The sciagraph.api.RecordResult object has the following fields, all of them strings unless noted otherwise:

  • job_time: The time the job was started.
  • job_id: The job ID.
  • download_key: The first argument to python -m sciagraph_report download.
  • decryption_key: The second argument to python -m sciagraph_report download.
  • peak_memory_kb: The peak allocated memory for the job, in kibibytes (==1024 bytes), as an integer.

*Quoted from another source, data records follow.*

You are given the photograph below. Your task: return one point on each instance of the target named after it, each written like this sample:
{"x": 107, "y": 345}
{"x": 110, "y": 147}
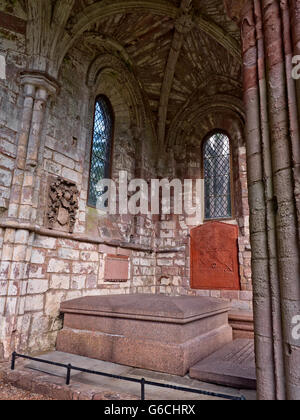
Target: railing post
{"x": 13, "y": 360}
{"x": 143, "y": 389}
{"x": 68, "y": 374}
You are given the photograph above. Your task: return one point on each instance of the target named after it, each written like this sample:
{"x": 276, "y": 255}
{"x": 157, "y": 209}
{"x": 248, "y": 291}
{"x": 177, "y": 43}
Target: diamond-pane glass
{"x": 217, "y": 177}
{"x": 101, "y": 150}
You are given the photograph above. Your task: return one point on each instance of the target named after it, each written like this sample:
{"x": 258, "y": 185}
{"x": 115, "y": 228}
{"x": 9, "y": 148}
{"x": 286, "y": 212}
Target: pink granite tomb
{"x": 155, "y": 332}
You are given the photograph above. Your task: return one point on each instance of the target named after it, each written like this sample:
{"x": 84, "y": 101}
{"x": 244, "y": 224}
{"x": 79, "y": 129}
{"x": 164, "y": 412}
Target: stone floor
{"x": 101, "y": 384}
{"x": 11, "y": 393}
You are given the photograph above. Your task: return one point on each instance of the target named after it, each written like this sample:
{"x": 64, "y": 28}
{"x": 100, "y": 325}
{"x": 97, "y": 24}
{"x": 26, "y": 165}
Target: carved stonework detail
{"x": 62, "y": 205}
{"x": 234, "y": 9}
{"x": 214, "y": 257}
{"x": 116, "y": 269}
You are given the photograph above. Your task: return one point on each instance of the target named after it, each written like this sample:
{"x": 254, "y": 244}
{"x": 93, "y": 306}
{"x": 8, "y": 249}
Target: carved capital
{"x": 184, "y": 23}
{"x": 234, "y": 9}
{"x": 40, "y": 80}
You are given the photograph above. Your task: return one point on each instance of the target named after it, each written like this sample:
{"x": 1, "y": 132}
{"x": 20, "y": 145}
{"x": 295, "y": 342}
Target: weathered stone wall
{"x": 47, "y": 124}
{"x": 173, "y": 270}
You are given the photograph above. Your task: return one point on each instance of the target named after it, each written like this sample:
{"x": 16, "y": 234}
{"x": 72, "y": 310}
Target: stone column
{"x": 273, "y": 153}
{"x": 17, "y": 242}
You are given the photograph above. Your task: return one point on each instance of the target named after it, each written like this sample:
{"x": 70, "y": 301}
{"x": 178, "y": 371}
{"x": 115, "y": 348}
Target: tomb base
{"x": 154, "y": 332}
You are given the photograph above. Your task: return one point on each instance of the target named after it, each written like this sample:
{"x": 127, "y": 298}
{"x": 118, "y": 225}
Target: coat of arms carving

Accessing job metadata from a report directory

Each report (starting with v2023.5.0) will have a "report.json" file in the report directory with the following fields:

  • start_time_secs_since_epoch: The time the job was started, as seconds since the unix epoch (Jan 1, 1970).
  • duration_ms: The job duration, in milliseconds.
  • id: The job ID.
  • peak_memory_kb: The peak allocated memory for the job, in kibibytes (==1024 bytes), as an integer.